Durrell meanwhile runs short of money and starts teaching in a Nicosia high school before taking a job as a British civil servant on the island. When the troubles begin he sees first hand how badly prepared the administration are to deal with rapid developments, both conceptually and practically. He also witnesses many of his former student enlist in EOKA and their guerilla campaign. In the following passage he confronts one of his former students, caught in the act of bomb-throwing:
He was not far from tears, but the face that he turned to me tried to be composed, impassive. He did not speak but stared at me with a look of furious anguish – as if indeed a wolf were gnawing at his vitals. ‘He had a bomb too,’ said Foster wearily. ‘Bloody little fools! What do they think they gain by it? He threw it in the churchyard by the cross-roads.
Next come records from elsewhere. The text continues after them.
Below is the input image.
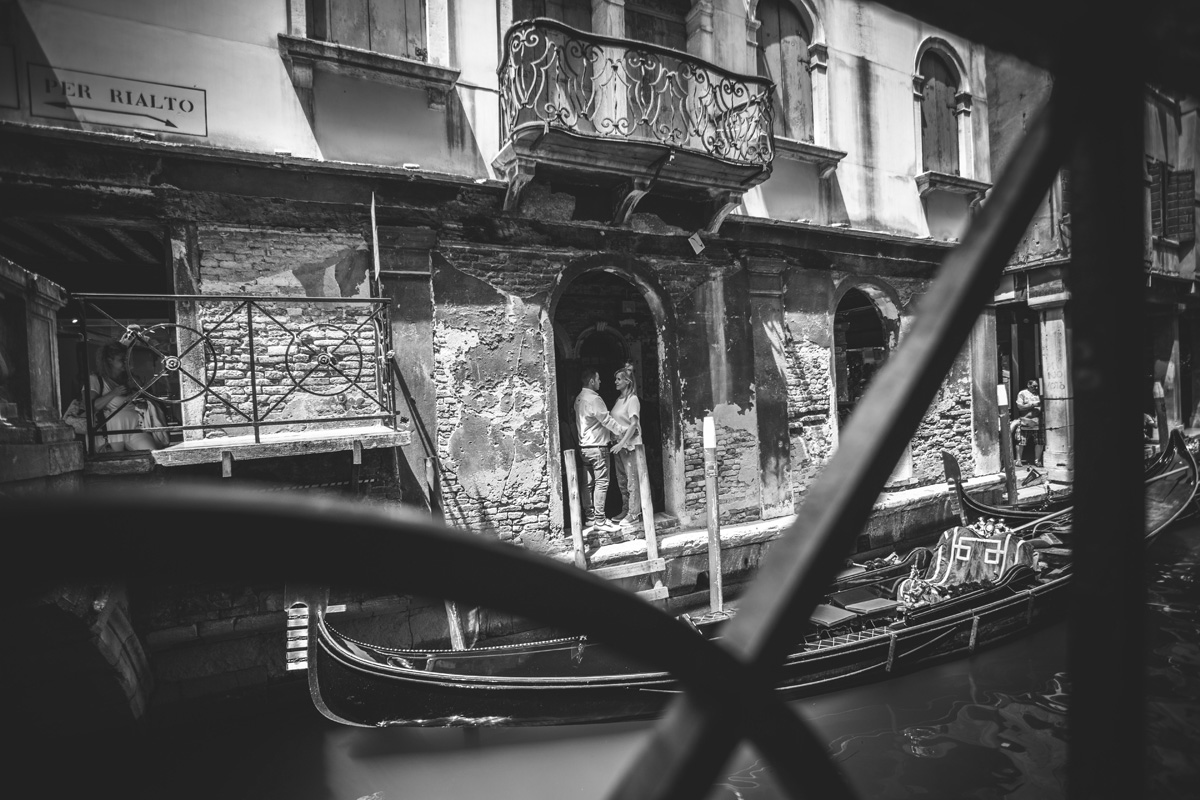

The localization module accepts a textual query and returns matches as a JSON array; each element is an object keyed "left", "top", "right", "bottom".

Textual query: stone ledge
[{"left": 152, "top": 425, "right": 410, "bottom": 467}]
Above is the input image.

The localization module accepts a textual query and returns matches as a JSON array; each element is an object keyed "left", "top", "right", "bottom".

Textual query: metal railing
[
  {"left": 74, "top": 294, "right": 395, "bottom": 452},
  {"left": 498, "top": 18, "right": 775, "bottom": 166}
]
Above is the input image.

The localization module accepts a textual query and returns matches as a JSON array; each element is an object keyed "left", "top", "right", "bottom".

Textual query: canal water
[{"left": 71, "top": 524, "right": 1200, "bottom": 799}]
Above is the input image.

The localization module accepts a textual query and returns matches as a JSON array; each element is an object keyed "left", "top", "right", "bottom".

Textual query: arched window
[
  {"left": 757, "top": 0, "right": 814, "bottom": 142},
  {"left": 513, "top": 0, "right": 592, "bottom": 31},
  {"left": 919, "top": 50, "right": 960, "bottom": 175},
  {"left": 625, "top": 0, "right": 689, "bottom": 50}
]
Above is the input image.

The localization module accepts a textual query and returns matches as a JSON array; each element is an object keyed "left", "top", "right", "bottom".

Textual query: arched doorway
[
  {"left": 834, "top": 287, "right": 889, "bottom": 428},
  {"left": 553, "top": 270, "right": 665, "bottom": 525}
]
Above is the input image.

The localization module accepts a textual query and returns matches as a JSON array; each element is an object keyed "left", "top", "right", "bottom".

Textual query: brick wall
[
  {"left": 682, "top": 410, "right": 761, "bottom": 526},
  {"left": 194, "top": 227, "right": 387, "bottom": 436},
  {"left": 783, "top": 331, "right": 835, "bottom": 497}
]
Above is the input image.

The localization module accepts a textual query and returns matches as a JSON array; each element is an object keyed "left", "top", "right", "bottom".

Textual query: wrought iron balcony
[{"left": 495, "top": 18, "right": 776, "bottom": 231}]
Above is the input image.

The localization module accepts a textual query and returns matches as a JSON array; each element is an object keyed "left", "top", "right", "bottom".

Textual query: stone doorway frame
[
  {"left": 830, "top": 277, "right": 913, "bottom": 485},
  {"left": 542, "top": 257, "right": 684, "bottom": 537}
]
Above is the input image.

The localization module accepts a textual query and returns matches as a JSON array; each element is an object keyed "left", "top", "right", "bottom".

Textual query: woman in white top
[
  {"left": 611, "top": 362, "right": 644, "bottom": 526},
  {"left": 89, "top": 342, "right": 163, "bottom": 452}
]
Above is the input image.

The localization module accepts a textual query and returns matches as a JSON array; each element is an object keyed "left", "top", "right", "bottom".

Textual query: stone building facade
[
  {"left": 986, "top": 50, "right": 1200, "bottom": 480},
  {"left": 1, "top": 0, "right": 1010, "bottom": 717}
]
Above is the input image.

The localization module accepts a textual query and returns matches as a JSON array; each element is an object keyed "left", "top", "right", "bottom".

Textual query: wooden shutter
[
  {"left": 1166, "top": 168, "right": 1195, "bottom": 242},
  {"left": 1149, "top": 158, "right": 1165, "bottom": 236},
  {"left": 757, "top": 0, "right": 814, "bottom": 142},
  {"left": 919, "top": 51, "right": 960, "bottom": 175},
  {"left": 326, "top": 0, "right": 427, "bottom": 60},
  {"left": 625, "top": 0, "right": 688, "bottom": 51}
]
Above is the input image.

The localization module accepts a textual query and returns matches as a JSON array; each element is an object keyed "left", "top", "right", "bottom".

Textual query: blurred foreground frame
[{"left": 9, "top": 2, "right": 1200, "bottom": 800}]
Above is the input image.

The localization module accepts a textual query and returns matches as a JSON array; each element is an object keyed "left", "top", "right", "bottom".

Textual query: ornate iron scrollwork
[{"left": 498, "top": 19, "right": 774, "bottom": 166}]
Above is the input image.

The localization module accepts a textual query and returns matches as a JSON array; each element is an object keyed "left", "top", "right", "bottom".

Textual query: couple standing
[{"left": 574, "top": 362, "right": 643, "bottom": 535}]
I suppose he thought he’d scare us all out of our wits.’
‘Are you in EOKA?’ I asked.
‘We are all EOKA. All Cyprus,’ he said in a low controlled voice. ‘If he wants to know why I threw it in the churchyard tell him because I was a coward. I am unworthy. But the others are not like me. They are not afraid.’ I saw suddenly that what I had mistaken for hatred of my presence, my person, was really something else – shame. ‘Why are you a coward?’ He moved a whole step nearer to tears and swallowed quickly. ‘I was supposed to throw it in a house but there were small children playing in the garden. I could not. I threw it in the churchyard.’
Superb egotism of youth! He had been worried about his own inability to obey orders. It is, of course, not easy for youths raised in a Christian society, to turn themselves into terrorists overnight – and in a sense his problem was the problem of all the Cypriot Greeks. If Frangos had been given a pistol to shoot me I am convinced that he would not have been able to pull the trigger. ‘So you are sorry because you didn’t kill two children?’ I said. ‘What a twisted brain, what a twisted stick you must be as well as a fool!’ He winced and his eyes flashed. ‘War is war,’ he said. I left him without another word.”
“Bitter Lemons of Cyprus” by Lawrence Durrell
In 1960 Cyprus finally became an independent state. In 1974 after a coup backed by Greece’s military junta, Turkey intervened, invading northern Cyprus. The coup failed, but so did negotiations between Cyprus and Turkey and after the violent displacement of both Greek and Turkish Cypriots, the north of the island was captured.
We crossed the green line in Nicosia into the Turkish Republic of Northern Cyprus (as of the moment, only recognized by Turkey). While the green line was once impassable after the Turkish invasion, today the most you have to worry about is the queues. We didn’t hang around for long, but if we had, we might have seen a whirling Dervishes performance.
My surprise highlight of the weekend was visiting one of the ten painted churches in the Troodos mountains. These are small Byzantine churches with vivid murals on the inside (and recognized UNESCO world heritage sites). I’ve been in a bunch of churches, and seen many cathedrals with impressive architecture, but something about the interior of the church Pedoulas was impressive in a different way. I recommend checking out the Wikipedia page.